Some of the questions on the survey included how soon the caregivers sought care after recognizing a symptom, the caregiver’s level of satisfaction with care, and whether or not the child was in a clinical trial. The survey also addressed financial and language barriers to the patient’s care, among other things.

Importance of Clear Communication

Almost three-quarters of the Spanish speaking participants answered yes when asked if their child was enrolled in a clinical trial, and about half of the English speakers also answered the same. After verifying the information, researchers found that 32% of the Spanish speakers and 12% of the English speakers had given incorrect information.

The researchers took these findings to mean the participants had not completely understood the informed consent process. For the Spanish caregivers, this was possibly due to poor English to Spanish translation of the information.

Hispanic Participants

Over half of the Spanish-speaking participants said they had problems with their English-speaking abilities. The majority of them expressed feelings that the details and potential side effects of the therapy were not clearly explained in comparison with the English-speaking respondents.

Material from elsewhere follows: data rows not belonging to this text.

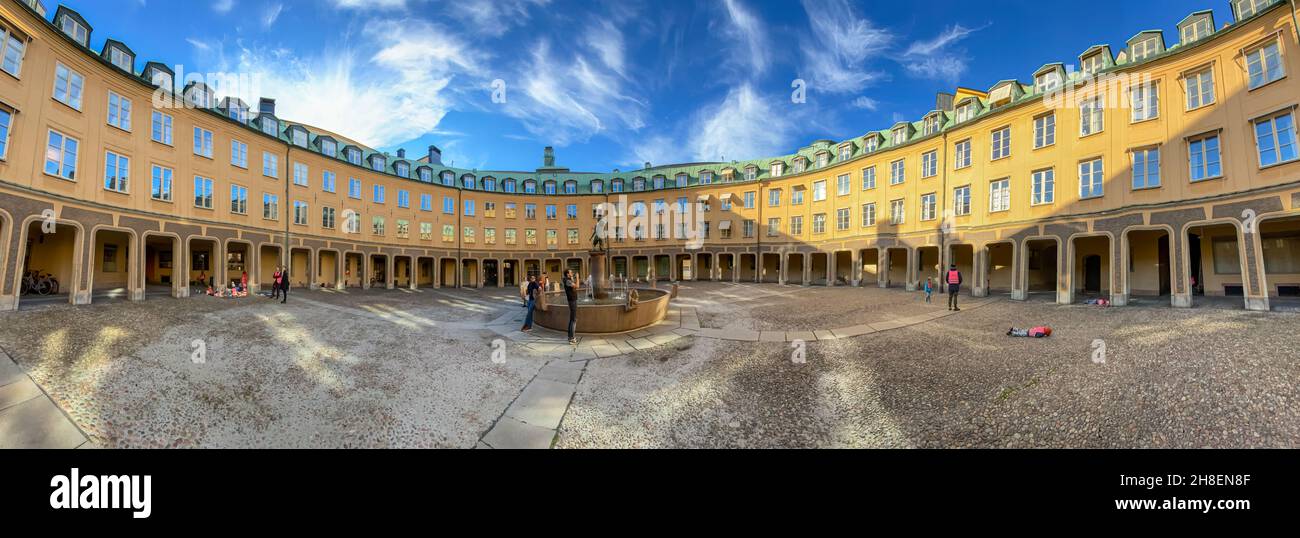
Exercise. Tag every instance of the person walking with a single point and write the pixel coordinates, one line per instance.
(571, 286)
(954, 286)
(274, 283)
(531, 293)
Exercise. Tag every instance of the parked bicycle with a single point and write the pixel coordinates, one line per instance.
(40, 283)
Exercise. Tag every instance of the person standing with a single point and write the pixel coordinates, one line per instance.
(571, 287)
(954, 286)
(531, 293)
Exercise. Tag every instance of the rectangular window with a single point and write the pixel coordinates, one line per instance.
(269, 165)
(1275, 139)
(897, 212)
(1091, 117)
(1200, 89)
(1090, 178)
(238, 199)
(1204, 157)
(61, 156)
(69, 86)
(1044, 131)
(1144, 103)
(160, 187)
(203, 142)
(202, 192)
(239, 153)
(1043, 187)
(271, 207)
(118, 112)
(161, 130)
(962, 200)
(927, 207)
(117, 170)
(1145, 168)
(300, 174)
(999, 195)
(1262, 65)
(962, 155)
(1001, 143)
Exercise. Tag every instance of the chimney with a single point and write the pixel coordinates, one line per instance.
(267, 107)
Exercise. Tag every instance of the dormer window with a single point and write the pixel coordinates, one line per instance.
(1196, 29)
(931, 125)
(1047, 82)
(74, 30)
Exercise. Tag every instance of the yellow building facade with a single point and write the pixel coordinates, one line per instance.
(1160, 170)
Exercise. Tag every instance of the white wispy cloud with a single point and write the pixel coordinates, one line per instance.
(745, 27)
(939, 59)
(839, 47)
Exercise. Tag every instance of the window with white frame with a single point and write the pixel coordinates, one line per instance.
(118, 112)
(1262, 64)
(161, 129)
(869, 178)
(1144, 102)
(930, 164)
(1001, 140)
(1043, 187)
(1044, 130)
(1091, 117)
(1203, 156)
(927, 207)
(117, 172)
(239, 153)
(13, 47)
(999, 195)
(238, 199)
(1200, 89)
(61, 155)
(897, 212)
(1091, 178)
(1275, 139)
(203, 142)
(269, 164)
(69, 86)
(962, 200)
(202, 192)
(1145, 168)
(160, 187)
(962, 155)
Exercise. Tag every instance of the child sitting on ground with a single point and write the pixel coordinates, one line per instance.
(1040, 332)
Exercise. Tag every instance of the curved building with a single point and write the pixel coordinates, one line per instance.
(1160, 169)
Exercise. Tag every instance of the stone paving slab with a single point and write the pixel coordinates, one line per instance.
(510, 433)
(542, 403)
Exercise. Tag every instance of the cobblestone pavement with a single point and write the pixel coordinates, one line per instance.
(735, 365)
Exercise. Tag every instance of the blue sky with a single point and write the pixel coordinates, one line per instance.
(615, 83)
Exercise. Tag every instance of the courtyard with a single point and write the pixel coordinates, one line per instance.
(733, 365)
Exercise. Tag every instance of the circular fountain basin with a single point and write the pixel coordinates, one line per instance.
(605, 316)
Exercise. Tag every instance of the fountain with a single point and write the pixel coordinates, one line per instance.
(607, 309)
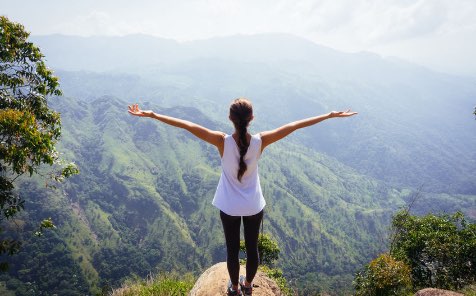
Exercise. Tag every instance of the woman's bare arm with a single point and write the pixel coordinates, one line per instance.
(275, 135)
(215, 138)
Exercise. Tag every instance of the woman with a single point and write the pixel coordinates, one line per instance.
(238, 195)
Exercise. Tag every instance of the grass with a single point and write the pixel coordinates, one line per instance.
(163, 284)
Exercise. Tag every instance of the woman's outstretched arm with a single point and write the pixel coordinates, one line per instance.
(272, 136)
(215, 138)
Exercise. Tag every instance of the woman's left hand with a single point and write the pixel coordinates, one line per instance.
(136, 111)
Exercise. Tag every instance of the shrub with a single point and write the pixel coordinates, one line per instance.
(441, 250)
(383, 276)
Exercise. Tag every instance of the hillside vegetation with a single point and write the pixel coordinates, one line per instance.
(142, 202)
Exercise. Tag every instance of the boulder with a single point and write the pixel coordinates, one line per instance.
(214, 281)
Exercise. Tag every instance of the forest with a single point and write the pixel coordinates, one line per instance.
(141, 202)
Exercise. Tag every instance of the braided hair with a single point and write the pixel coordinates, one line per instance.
(241, 113)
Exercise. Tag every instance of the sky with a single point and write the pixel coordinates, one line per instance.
(439, 34)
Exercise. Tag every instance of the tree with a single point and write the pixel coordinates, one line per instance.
(29, 129)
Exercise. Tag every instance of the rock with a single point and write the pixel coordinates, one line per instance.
(436, 292)
(214, 281)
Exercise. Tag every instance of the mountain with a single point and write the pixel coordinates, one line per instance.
(142, 202)
(415, 126)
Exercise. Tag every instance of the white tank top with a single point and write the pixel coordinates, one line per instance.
(237, 198)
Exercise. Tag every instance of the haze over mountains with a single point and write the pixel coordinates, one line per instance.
(412, 115)
(143, 199)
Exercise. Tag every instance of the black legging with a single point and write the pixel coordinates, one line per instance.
(231, 226)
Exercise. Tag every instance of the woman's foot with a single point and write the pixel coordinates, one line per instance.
(233, 291)
(246, 288)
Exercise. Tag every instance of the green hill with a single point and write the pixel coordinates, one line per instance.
(142, 203)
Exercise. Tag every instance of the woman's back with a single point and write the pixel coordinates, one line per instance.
(235, 197)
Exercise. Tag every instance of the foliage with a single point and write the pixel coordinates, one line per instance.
(164, 284)
(29, 129)
(142, 202)
(441, 249)
(429, 251)
(277, 275)
(383, 276)
(268, 249)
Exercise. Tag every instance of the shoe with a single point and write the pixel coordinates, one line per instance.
(231, 292)
(247, 291)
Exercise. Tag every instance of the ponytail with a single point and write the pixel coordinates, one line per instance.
(243, 145)
(241, 112)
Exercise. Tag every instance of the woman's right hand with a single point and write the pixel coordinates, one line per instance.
(342, 113)
(136, 111)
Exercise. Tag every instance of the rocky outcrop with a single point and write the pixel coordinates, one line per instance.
(214, 281)
(436, 292)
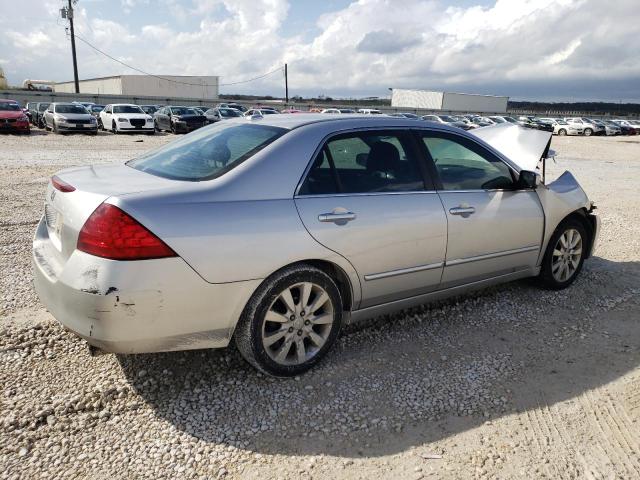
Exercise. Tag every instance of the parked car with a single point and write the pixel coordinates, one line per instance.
(536, 123)
(588, 127)
(260, 112)
(627, 127)
(217, 114)
(258, 233)
(150, 109)
(37, 114)
(562, 128)
(12, 118)
(446, 120)
(178, 119)
(609, 128)
(233, 105)
(95, 109)
(27, 109)
(503, 119)
(482, 121)
(411, 116)
(125, 117)
(69, 118)
(338, 110)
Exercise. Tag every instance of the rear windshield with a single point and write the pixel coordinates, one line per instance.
(70, 109)
(127, 109)
(9, 106)
(207, 153)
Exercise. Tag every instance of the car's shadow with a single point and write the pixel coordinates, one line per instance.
(411, 378)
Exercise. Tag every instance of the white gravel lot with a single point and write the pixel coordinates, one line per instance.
(510, 382)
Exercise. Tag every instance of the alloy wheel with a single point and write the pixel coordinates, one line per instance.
(566, 255)
(297, 324)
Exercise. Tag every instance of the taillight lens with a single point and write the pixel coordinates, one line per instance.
(111, 233)
(61, 185)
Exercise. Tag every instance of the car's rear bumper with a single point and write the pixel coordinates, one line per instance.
(136, 306)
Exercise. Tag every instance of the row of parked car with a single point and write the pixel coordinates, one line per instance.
(89, 117)
(558, 126)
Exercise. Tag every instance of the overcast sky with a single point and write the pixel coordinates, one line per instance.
(563, 50)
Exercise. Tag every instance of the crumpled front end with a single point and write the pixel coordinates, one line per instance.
(561, 198)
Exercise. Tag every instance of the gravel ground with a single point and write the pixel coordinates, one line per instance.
(510, 382)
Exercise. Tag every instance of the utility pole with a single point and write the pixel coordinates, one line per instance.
(286, 84)
(68, 14)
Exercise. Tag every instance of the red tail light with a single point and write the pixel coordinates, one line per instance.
(61, 185)
(111, 233)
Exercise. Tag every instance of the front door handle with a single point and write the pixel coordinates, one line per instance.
(337, 217)
(462, 210)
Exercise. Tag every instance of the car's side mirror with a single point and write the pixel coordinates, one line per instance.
(528, 179)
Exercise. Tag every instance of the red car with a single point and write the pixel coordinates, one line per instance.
(12, 118)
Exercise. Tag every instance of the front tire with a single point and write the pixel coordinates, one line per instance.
(291, 321)
(565, 254)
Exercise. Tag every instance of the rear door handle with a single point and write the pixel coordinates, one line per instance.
(342, 217)
(462, 210)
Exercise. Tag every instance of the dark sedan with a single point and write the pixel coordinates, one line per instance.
(178, 119)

37% said they didn’t feel completely understood by the oncology staff, 22% said they lied about understanding the staff because admitting they didn’t speak English was too embarrassing, and 11% were uncomfortable asking for an English to Spanish translator.

Improvement through Better Relationships

33% of the participants who reported using Spanish as their first language felt that their child would have received better care if their first language had been English. The misunderstandings that can come with insufficient translation can seriously impact the health of a child receiving care in a hospital that is primarily staffed with English speaking nurses, doctors, and other support staff.

One of the doctors as the University of Utah Primary Children’s Medical Center in Salt Lake City stressed the importance of ensuring clear communication, especially in the case of families with language and cultural barriers. The doctors and nurses want to be able to establish a trusting relationship quickly, but this isn’t possible when people aren’t comfortable asking for clarification on insufficient Spanish translation services.